Dann stieß ich auf ein Kapitel über Einsamkeit, bei dessen letzten Zeilen mir ein Licht aufging: „Wenn dich eine Zeit der Einsamkeit lehren wird, Sein Lied zu hören, ist es das nicht wert?” Es erinnerte mich an etwas, das Mary Baker Eddy in Wissenschaft und Gesundheit schrieb: „Wäre das Dasein ohne persönliche Freunde leer für dich? Dann wird die Zeit kommen, in der du einsam und ohne Mitgefühl sein wirst; aber dieses scheinbare Vakuum ist bereits von göttlicher Liebe erfüllt. Wenn diese Stunde der Entwicklung kommt, wird die geistige Liebe dich zwingen, das zu akzeptieren, was dein Wachstum am meisten fördert, selbst wenn du an der Auffassung von persönlichen Freuden festhältst.” (S. 266) Ich wusste augenblicklich, dass sich mir genau hier und jetzt, in all meiner Einsamkeit und leeren Zeit, die besten Gelegenheiten eröffneten, um Gott näher zu kommen.

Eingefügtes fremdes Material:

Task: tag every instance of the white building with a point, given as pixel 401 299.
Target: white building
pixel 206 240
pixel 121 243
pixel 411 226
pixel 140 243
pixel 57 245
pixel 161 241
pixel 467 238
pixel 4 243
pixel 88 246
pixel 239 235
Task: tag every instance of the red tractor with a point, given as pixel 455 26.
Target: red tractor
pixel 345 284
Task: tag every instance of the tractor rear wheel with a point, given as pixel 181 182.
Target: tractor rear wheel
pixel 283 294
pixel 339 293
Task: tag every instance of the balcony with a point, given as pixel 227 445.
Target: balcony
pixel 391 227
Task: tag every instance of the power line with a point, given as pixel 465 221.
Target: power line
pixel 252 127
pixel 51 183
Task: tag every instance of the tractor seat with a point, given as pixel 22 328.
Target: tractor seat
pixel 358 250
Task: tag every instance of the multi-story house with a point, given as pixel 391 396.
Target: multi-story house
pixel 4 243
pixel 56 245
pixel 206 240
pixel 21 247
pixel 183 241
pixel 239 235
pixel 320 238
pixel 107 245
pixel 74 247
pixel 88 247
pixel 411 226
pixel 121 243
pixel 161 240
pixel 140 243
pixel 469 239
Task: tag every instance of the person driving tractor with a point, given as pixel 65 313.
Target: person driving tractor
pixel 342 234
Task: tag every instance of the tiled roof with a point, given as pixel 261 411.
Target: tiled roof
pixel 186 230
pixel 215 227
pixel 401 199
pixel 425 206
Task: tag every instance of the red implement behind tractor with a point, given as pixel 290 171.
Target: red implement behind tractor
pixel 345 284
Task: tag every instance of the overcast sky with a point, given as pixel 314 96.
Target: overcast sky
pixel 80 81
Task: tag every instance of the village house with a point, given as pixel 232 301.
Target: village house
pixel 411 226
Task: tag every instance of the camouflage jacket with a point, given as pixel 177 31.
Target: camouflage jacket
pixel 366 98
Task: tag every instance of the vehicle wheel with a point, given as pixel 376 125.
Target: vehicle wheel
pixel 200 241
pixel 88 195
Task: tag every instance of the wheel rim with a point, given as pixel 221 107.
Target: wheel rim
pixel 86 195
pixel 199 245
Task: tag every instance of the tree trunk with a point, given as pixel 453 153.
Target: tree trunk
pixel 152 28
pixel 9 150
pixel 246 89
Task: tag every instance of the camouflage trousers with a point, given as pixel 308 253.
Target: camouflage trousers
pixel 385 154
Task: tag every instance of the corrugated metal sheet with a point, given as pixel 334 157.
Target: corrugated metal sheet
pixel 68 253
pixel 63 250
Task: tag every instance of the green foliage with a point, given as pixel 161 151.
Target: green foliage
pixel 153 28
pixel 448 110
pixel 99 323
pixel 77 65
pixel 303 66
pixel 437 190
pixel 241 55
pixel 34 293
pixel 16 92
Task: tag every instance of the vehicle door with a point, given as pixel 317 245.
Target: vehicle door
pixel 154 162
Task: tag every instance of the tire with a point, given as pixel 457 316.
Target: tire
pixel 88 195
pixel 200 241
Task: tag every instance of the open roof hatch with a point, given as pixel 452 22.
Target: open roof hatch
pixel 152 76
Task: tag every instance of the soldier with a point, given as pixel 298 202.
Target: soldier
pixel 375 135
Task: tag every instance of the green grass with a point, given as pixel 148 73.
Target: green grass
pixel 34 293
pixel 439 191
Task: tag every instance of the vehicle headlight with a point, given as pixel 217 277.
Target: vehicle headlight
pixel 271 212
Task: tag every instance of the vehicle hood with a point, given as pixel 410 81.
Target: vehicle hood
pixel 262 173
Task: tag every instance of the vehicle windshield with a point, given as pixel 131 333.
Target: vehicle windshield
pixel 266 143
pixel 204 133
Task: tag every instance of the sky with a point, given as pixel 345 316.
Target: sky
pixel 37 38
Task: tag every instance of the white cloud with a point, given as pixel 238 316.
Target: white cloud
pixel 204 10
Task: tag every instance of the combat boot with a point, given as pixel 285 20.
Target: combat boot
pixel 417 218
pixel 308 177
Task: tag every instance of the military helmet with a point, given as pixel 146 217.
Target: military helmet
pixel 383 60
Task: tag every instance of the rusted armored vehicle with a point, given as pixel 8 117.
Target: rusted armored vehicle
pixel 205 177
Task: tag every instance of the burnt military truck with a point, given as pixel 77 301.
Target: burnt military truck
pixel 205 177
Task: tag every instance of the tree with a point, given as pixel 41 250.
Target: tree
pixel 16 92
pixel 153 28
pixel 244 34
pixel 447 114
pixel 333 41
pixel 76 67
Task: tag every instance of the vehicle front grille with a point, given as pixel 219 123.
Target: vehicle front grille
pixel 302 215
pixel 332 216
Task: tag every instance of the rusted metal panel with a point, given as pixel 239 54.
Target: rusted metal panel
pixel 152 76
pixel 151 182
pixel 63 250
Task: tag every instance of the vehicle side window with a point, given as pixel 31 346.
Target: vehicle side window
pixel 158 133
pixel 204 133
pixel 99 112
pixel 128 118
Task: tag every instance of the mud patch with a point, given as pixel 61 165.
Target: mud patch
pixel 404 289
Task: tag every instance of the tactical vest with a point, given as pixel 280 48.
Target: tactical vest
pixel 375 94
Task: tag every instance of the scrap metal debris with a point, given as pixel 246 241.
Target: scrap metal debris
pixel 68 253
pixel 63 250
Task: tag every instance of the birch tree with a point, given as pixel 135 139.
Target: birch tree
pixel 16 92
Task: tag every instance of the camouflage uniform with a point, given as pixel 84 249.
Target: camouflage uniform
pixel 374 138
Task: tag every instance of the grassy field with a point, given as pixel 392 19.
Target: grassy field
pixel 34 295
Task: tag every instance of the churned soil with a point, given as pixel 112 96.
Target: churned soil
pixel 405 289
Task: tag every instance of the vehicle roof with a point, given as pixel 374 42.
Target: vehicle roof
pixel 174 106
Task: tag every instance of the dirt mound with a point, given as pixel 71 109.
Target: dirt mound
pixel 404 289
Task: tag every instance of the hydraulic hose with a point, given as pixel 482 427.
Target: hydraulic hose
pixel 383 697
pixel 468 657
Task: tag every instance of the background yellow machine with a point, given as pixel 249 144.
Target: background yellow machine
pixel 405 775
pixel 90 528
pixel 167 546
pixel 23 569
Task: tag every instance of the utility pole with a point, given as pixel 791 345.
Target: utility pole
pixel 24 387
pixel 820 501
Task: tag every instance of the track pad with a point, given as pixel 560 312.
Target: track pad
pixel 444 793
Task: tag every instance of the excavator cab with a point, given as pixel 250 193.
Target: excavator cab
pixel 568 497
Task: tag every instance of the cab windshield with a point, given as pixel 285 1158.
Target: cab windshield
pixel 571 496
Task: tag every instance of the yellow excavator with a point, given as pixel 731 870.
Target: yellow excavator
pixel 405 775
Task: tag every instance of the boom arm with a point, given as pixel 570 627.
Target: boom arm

Wenn dich eine Zeit der Einsamkeit lehren wird, Sein Lied zu hören, ist es das nicht wert?
In den nächsten Wochen verschrieb ich mich vollständig dem Gebet und dem Studium der Christlichen Wissenschaft. Ich fing an, die Bibellektionen zu lesen, konzentrierte mich darauf, in meinem täglichen Leben Gott auszudrücken und begann, mit meinem neu gefundenen geistigen Verständnis zu arbeiten. Ich benutzte Zitate aus der Bibellektion, aus dem Büchlein Moments of Gratitude: Quotations from Mary Baker Eddy (Momente der Dankbarkeit — Zitate von Mary Baker Eddy) und eine wunderbare Zusammenstellung von Abschnitten und Lieder(texte)n, die meine Mutter für mich gemacht hatte, um damit wöchentliche Gedanken-Karten zu erstellen, die ich in meiner Hosentasche überall mit mir herumtrug.
Zwei meiner liebsten Karten, die mich am meisten trösteten, waren zum einen: „Zuletzt, liebe Brüder, freut euch, lasst euch zurechtbringen, lasst euch mahnen, habt einerlei Sinn, haltet Frieden! So wird der Gott der Liebe und des Friedens mit euch sein.” (2. Korinther 13). Und zum anderen von Mary Baker Eddy: „Gehe zu Gott, ruhe in der Liebe, vertraue der Liebe, der unendlichen, allmächtigen Liebe, die bereit ist und darauf wartet, dich zu trösten, und du wirst Frieden finden.” (The Mary Baker Eddy Collection).
Wann immer ich verloren, einsam oder traurig fühlte, nahm ich eine dieser Karten heraus und konzentrierte mich auf die Ideen, die mein Denken klärten. Die Leere, die ich bisher gefühlt hatte, während ich alleine in meinem Zimmer saß, füllte ich nun durch das Lesen der Bibellektion, indem ich nach neuen Zitaten suchte, oder etwas in Wissenschaft und Gesundheit las.
Mein Leben in Spanien veränderte sich beinahe augenblicklich. Ich fing an, mit neuen Freunden aus meiner Gruppe eine positivere und nützlichere Zeit zu verbringen und knüpfte eine erstaunliche Freundschaft mit meinem Gastfamilien-Bruder.
Alles veränderte sich für mich so drastisch, dass ich diese Veränderung nur einer Sache zuschreiben konnte: meinem neuen Verständnis der göttlichen Liebe. Ich lernte, dass egal wo ich mich in der Welt befand, dieselbe Liebe und Akzeptanz, die ich durch meine Freunde und Familie zu Hause erfuhr, überall zur Verfügung stand. Ich entdeckte, wie Gottes unwandelbare Liebe durch die neuen Menschen, denen ich begegnete, hindurch schien. Und ich erkannte, dass ich als Sein unendlicher Ausdruck nicht an einen Ort oder auf eine Person beschränkt sein konnte.
Ich kehrte aus Valencia zurück mit einem neu gewonnenen Verständnis von Gott und einem erneuerten Interesse, bei meinem täglichen Studium und meiner täglichen Praxis der Christlichen Wissenschaft auf dem Laufenden zu bleiben. Dieses letzte Semester in Spanien war eine liebevolle Erinnerung daran, dass ich niemals aus der Gegenwart und Macht der Liebe in meinem Leben heraustreten konnte.
Wäre das Dasein ohne persönliche Freunde leer für dich?